Chaque hiver, pour les fêtes, l’Athénée nous régale d’un spectacle lyrique léger, le plus souvent par la troupe désormais bien connue et appréciée des Brigands. Sans être exceptionnel, le cru 2019 fait connaitre une œuvre tombée dans l’oubli de Maurice Yvain, le compositeur à succès de l’entre-deux-guerres, auteur prolifique d’opérettes comme Ta Bouche et de tubes comme Mon Homme, immortalisé par Mistinguett. Les chansons sont, elles, signées du non moins fameux Albert Willemetz, qui a conçu des textes qui collent à la musique (et non l’inverse) sur le mode des « lyrics » de Broadway. Une petite formation de trois musiciens accompagne sur scène les acteurs/chanteurs dans leurs tribulations délirantes.
Coproduit par le Palazetto Bru Zane, Centre de musique romantique française, Yes, créé en 1928, marque l’introduction du jazz dans l’opérette. Mais tout en modernisant le genre, en lui insufflant une dynamique nouvelle venue d’Outre-Atlantique, le compositeur n’en restait pas moins ancré dans la tradition de l’opérette française et les fox-trots et autres one-steps américains alternent avec des romances sentimentales bien de chez nous. Complétement déjanté, le spectacle fait intervenir une foule de personnages loufoques, dont une aventurière qui n’a pas froid aux yeux ni la langue dans sa poche, Clémentine, dans la peau de laquelle une certaine Arletty fit ses premiers pas dans l’opérette.
Majordome communiste
Les deux metteurs en scène Vladislav Galard et Bogdan Hatisi ont organisé le plateau autour des instruments de musique qui sont ainsi partie prenante du spectacle ainsi que les musiciens qui mettent leur grain de sel de ci de là.

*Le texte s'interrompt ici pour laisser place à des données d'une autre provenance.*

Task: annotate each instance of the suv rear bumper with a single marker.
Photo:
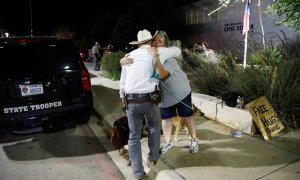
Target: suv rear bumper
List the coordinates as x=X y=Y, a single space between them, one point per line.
x=72 y=113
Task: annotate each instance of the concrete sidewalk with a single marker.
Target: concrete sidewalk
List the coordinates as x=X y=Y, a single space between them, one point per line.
x=220 y=156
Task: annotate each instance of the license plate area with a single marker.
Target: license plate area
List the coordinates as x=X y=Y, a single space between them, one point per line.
x=31 y=89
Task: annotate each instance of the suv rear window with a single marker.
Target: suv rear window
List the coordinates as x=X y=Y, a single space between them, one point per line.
x=19 y=57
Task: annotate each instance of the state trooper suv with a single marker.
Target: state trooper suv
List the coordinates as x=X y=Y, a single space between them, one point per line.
x=43 y=81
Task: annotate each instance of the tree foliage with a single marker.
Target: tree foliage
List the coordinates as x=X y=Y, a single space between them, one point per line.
x=289 y=10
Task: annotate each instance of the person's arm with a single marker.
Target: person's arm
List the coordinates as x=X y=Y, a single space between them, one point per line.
x=122 y=82
x=159 y=68
x=168 y=52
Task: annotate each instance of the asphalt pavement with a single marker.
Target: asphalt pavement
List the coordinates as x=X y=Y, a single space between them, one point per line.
x=220 y=155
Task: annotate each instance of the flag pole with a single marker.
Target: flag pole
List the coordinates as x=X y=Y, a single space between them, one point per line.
x=245 y=49
x=246 y=25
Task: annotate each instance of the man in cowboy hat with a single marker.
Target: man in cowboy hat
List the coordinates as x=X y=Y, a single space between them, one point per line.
x=137 y=87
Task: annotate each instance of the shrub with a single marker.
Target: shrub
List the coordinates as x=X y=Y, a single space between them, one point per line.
x=272 y=72
x=110 y=64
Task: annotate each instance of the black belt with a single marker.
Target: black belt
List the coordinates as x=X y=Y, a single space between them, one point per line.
x=138 y=100
x=142 y=95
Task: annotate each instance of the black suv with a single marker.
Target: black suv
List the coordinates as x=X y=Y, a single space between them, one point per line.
x=43 y=81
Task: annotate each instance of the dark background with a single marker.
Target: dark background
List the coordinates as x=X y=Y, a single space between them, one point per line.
x=90 y=20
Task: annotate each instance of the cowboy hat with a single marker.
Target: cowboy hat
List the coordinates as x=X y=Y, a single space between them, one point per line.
x=143 y=36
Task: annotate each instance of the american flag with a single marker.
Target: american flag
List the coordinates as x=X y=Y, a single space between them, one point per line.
x=246 y=23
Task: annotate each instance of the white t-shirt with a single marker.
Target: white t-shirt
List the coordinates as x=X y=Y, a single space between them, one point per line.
x=136 y=77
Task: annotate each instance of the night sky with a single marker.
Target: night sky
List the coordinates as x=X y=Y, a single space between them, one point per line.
x=49 y=14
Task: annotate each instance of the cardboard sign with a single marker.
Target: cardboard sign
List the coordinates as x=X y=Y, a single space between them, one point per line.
x=265 y=117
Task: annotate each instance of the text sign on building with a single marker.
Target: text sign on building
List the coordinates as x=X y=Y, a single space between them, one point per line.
x=265 y=117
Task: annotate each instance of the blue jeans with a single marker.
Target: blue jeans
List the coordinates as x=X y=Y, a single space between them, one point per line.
x=135 y=113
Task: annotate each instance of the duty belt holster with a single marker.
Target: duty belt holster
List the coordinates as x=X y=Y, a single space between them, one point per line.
x=156 y=95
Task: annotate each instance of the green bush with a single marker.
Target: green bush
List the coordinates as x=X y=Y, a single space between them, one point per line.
x=272 y=72
x=110 y=64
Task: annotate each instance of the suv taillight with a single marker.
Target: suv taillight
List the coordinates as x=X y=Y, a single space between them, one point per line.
x=86 y=83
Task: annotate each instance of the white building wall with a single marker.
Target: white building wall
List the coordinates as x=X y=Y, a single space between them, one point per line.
x=225 y=30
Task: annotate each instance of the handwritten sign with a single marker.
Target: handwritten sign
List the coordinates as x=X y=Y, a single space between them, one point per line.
x=265 y=117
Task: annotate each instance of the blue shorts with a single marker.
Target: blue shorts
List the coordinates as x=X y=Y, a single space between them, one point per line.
x=181 y=107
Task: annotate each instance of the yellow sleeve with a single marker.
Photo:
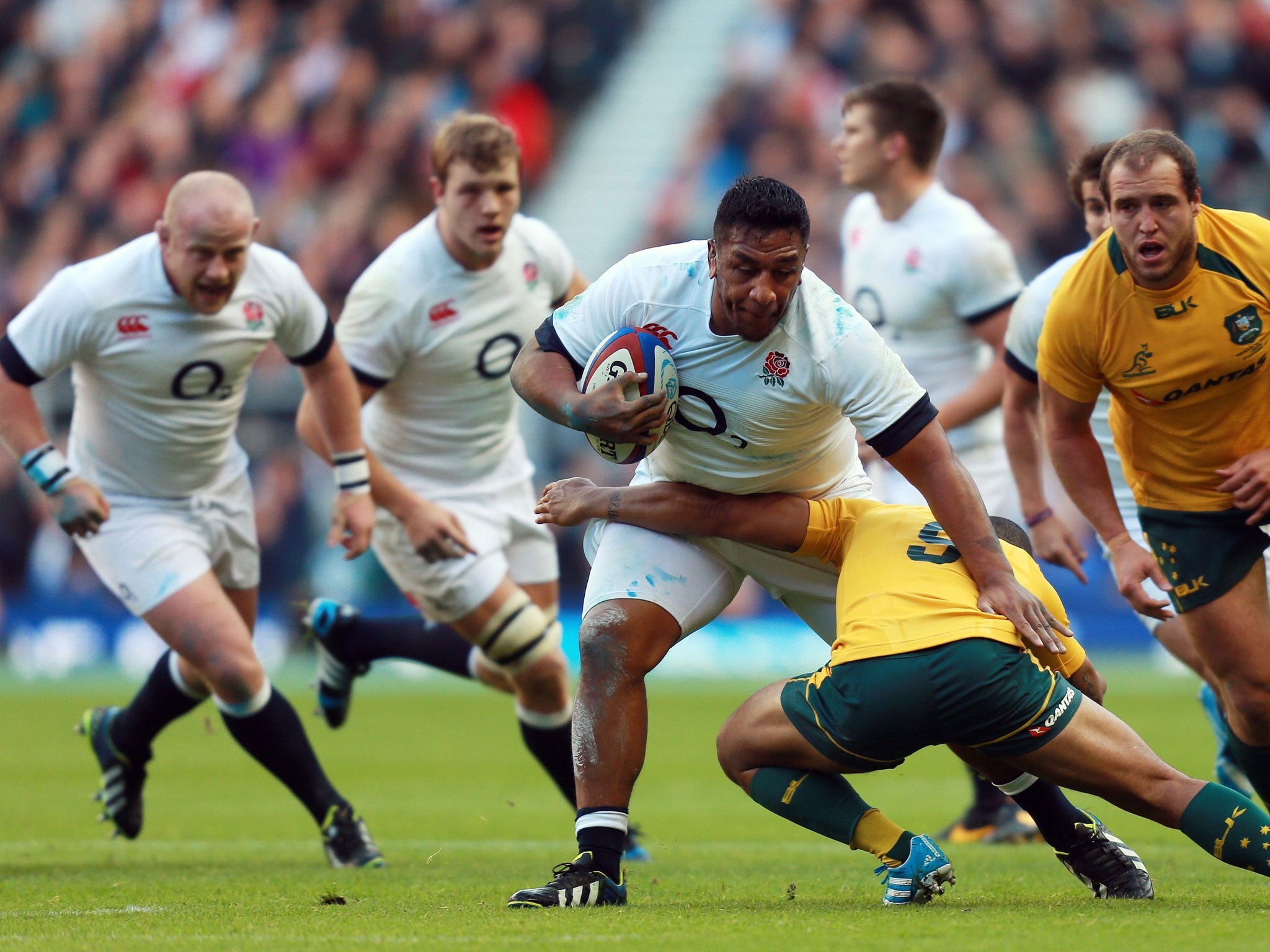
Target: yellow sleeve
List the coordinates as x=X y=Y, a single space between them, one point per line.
x=1067 y=353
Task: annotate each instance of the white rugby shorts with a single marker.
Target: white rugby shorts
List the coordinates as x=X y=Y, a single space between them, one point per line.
x=507 y=540
x=694 y=579
x=988 y=466
x=151 y=549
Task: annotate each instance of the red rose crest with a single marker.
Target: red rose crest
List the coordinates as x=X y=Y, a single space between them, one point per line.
x=776 y=368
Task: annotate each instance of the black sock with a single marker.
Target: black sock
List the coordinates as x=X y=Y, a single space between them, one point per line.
x=276 y=739
x=603 y=843
x=553 y=748
x=155 y=706
x=987 y=801
x=1054 y=814
x=437 y=645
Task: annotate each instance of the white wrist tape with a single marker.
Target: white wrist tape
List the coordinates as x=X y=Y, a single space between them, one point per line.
x=47 y=467
x=352 y=471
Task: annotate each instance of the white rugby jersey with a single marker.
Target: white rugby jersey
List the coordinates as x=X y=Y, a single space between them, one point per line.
x=438 y=340
x=1026 y=320
x=755 y=416
x=922 y=281
x=158 y=386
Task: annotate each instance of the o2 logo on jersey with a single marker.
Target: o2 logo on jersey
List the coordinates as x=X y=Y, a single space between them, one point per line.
x=495 y=358
x=201 y=380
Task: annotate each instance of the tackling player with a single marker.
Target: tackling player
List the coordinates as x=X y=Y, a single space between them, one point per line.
x=776 y=372
x=1053 y=540
x=1166 y=310
x=936 y=281
x=431 y=330
x=161 y=335
x=916 y=663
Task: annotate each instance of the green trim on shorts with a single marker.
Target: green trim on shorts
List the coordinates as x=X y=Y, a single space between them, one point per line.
x=871 y=714
x=1204 y=555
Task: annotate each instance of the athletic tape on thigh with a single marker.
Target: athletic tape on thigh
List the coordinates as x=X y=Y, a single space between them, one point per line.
x=518 y=635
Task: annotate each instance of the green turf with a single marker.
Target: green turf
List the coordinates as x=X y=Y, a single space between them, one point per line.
x=228 y=861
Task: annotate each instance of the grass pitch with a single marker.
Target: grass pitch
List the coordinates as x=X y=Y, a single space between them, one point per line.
x=228 y=861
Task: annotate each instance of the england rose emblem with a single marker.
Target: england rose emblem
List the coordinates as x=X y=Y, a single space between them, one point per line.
x=776 y=368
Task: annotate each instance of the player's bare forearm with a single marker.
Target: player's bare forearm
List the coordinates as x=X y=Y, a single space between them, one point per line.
x=771 y=519
x=335 y=402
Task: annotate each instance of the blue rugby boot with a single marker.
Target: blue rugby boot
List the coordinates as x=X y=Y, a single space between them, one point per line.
x=326 y=622
x=122 y=780
x=1225 y=767
x=574 y=885
x=921 y=878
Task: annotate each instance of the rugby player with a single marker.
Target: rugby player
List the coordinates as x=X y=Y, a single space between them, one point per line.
x=916 y=663
x=161 y=335
x=431 y=330
x=1166 y=310
x=776 y=374
x=938 y=282
x=1054 y=541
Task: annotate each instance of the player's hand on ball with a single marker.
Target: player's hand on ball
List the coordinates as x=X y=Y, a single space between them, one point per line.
x=1248 y=482
x=351 y=522
x=1057 y=545
x=436 y=532
x=79 y=507
x=567 y=501
x=1028 y=614
x=1132 y=565
x=606 y=412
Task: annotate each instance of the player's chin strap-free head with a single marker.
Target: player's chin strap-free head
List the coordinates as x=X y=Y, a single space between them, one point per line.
x=518 y=635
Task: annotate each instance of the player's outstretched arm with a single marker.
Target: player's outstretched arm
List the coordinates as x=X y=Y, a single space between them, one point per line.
x=545 y=381
x=770 y=519
x=1053 y=540
x=337 y=408
x=1081 y=466
x=930 y=465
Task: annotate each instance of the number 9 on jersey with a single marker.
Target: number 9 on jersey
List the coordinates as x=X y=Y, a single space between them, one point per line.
x=642 y=352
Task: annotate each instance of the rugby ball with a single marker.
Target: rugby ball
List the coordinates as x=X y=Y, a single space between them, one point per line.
x=643 y=352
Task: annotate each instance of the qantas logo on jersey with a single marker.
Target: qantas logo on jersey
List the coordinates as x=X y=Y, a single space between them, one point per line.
x=254 y=314
x=134 y=325
x=443 y=311
x=776 y=368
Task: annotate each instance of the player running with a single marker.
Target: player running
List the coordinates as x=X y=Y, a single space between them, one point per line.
x=776 y=375
x=1166 y=311
x=431 y=330
x=1053 y=540
x=938 y=282
x=916 y=663
x=161 y=335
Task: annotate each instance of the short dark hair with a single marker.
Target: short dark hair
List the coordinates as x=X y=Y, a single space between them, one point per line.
x=762 y=203
x=1139 y=150
x=479 y=140
x=1011 y=532
x=1086 y=168
x=907 y=107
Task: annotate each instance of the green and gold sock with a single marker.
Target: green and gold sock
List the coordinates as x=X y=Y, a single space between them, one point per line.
x=826 y=804
x=1230 y=827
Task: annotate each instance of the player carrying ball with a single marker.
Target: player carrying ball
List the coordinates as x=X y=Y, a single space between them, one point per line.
x=916 y=663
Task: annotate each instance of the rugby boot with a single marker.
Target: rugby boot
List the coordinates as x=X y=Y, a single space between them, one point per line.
x=122 y=780
x=1009 y=823
x=573 y=885
x=922 y=876
x=1103 y=862
x=1226 y=770
x=326 y=622
x=347 y=842
x=634 y=851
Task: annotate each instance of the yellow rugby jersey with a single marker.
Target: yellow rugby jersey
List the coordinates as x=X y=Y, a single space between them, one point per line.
x=1186 y=367
x=904 y=587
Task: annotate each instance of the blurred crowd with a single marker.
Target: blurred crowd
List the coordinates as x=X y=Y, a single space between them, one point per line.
x=1029 y=84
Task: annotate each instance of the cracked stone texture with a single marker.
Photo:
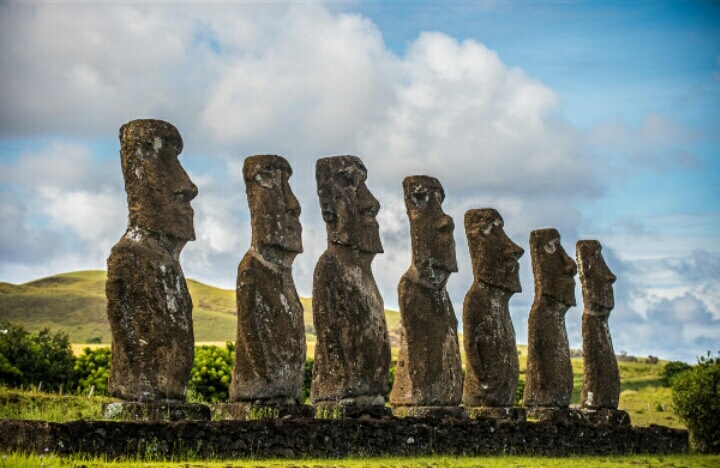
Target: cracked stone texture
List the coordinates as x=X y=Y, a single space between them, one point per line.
x=601 y=377
x=149 y=307
x=428 y=371
x=352 y=353
x=549 y=379
x=270 y=347
x=492 y=367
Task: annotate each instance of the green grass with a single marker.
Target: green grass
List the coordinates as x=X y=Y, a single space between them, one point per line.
x=75 y=304
x=33 y=405
x=633 y=461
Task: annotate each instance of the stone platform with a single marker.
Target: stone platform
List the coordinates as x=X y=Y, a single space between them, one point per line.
x=155 y=411
x=298 y=438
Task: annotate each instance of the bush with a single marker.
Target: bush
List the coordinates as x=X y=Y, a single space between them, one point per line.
x=92 y=369
x=27 y=360
x=211 y=372
x=519 y=392
x=307 y=380
x=696 y=400
x=672 y=370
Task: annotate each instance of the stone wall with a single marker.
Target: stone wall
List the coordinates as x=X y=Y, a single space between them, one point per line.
x=296 y=438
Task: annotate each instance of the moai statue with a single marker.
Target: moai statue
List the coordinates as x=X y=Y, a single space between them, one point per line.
x=352 y=353
x=492 y=368
x=149 y=307
x=549 y=383
x=428 y=376
x=270 y=348
x=601 y=377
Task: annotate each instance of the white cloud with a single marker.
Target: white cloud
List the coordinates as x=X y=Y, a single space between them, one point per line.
x=304 y=82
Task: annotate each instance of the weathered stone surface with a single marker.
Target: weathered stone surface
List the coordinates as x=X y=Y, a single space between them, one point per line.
x=155 y=411
x=435 y=412
x=308 y=438
x=601 y=377
x=355 y=407
x=352 y=353
x=503 y=413
x=549 y=378
x=428 y=371
x=251 y=411
x=270 y=346
x=149 y=307
x=556 y=415
x=492 y=368
x=612 y=417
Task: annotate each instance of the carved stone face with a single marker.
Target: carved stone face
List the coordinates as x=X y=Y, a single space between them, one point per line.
x=348 y=207
x=595 y=276
x=274 y=209
x=433 y=244
x=553 y=269
x=494 y=256
x=158 y=189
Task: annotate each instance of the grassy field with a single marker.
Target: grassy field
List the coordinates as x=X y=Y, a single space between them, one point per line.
x=75 y=304
x=633 y=461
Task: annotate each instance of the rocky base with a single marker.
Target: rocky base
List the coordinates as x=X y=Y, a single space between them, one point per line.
x=303 y=438
x=499 y=413
x=556 y=415
x=252 y=411
x=155 y=411
x=436 y=412
x=351 y=408
x=607 y=416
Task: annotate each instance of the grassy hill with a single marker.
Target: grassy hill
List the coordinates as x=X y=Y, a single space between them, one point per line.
x=75 y=304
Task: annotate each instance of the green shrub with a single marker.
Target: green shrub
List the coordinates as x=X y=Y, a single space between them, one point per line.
x=519 y=392
x=27 y=360
x=92 y=369
x=307 y=380
x=391 y=381
x=672 y=370
x=211 y=372
x=696 y=400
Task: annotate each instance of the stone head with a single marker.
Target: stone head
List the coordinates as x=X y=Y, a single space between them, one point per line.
x=274 y=210
x=431 y=229
x=158 y=189
x=595 y=276
x=348 y=207
x=494 y=256
x=553 y=269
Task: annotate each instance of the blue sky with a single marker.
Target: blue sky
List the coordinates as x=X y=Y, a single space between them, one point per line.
x=597 y=118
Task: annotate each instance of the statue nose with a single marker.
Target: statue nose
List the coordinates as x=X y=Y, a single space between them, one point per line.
x=368 y=204
x=514 y=251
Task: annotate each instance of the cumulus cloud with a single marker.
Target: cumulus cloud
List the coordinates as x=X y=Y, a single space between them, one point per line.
x=305 y=82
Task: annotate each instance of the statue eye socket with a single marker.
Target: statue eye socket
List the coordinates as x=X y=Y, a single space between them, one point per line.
x=266 y=178
x=551 y=247
x=419 y=198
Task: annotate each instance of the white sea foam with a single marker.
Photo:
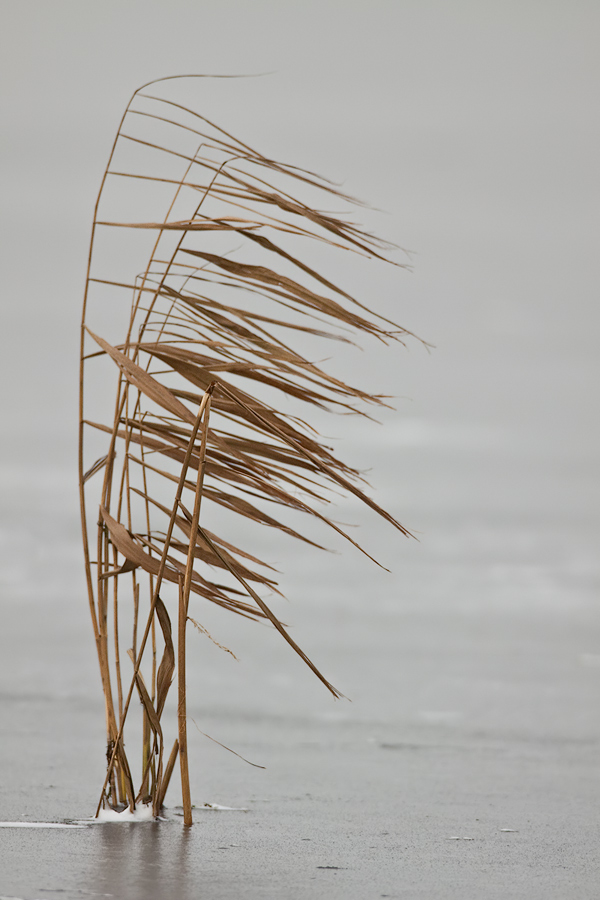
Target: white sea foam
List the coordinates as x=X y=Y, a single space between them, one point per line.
x=142 y=813
x=37 y=825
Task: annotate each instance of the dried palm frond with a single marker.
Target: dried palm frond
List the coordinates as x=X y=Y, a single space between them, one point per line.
x=203 y=324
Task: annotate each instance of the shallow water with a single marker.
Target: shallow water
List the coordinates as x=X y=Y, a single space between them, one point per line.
x=468 y=755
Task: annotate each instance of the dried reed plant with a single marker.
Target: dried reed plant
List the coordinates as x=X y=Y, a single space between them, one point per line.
x=204 y=378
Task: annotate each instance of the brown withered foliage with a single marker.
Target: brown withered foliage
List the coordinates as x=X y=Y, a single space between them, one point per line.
x=202 y=353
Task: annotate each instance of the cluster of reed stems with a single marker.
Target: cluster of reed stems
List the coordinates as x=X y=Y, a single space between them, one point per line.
x=204 y=372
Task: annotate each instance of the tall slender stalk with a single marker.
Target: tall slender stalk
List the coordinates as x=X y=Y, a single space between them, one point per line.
x=223 y=298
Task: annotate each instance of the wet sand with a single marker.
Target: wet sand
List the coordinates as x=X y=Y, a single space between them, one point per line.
x=471 y=771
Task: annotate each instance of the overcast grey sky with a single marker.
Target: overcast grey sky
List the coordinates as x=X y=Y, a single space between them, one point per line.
x=472 y=124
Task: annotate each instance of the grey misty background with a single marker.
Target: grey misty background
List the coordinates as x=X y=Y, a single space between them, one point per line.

Entre Londres, Le Touquet et Paris, on suit les aventures du fils du roi du vermicelle, Maxime, à qui son père ordonne de quitter Paris pour épouser une riche héritière chilienne de Valparaiso, la volcanique Marquita Negri. Avec le secours de la manucure Totte, et d’une ribambelle de personnages secondaires dont un domestique de music-hall, un majordome communiste, une cocotte aristocratique ...., Maxime va déjouer les plans de son paternel et, au terme de rebondissements tous plus abracadabrants les uns que les autres, tout ira pour le mieux.
Dans ce tourbillon surréaliste où se mêlent les couches sociales et où tout le monde est prêt à tout tout le temps, les metteurs en scène ont choisi de s’en tenir au premier degré. Mais les décors et costumes mêlent allégrement les influences voire les clichés, empruntant à l’imagerie expressionniste des toiles de George Gross ou d’Otto Dix aussi bien qu’à l’art déco, à la Revue Nègre de Joséphine Baker, au réalisme de Fréhel, ainsi qu’aux comiques, de Max Linder à Charlot en passant par les Marx Brothers.
Irrégulier dans son tempo, le spectacle accuse des baisses de régime. Mais la bande des chanteurs, de qualité inégale tant dans l’articulation que dans le chant, ne s’économise pas pour assurer les changements de décors et tenter de donner corps à la fureur de vivre de ces années dites folles.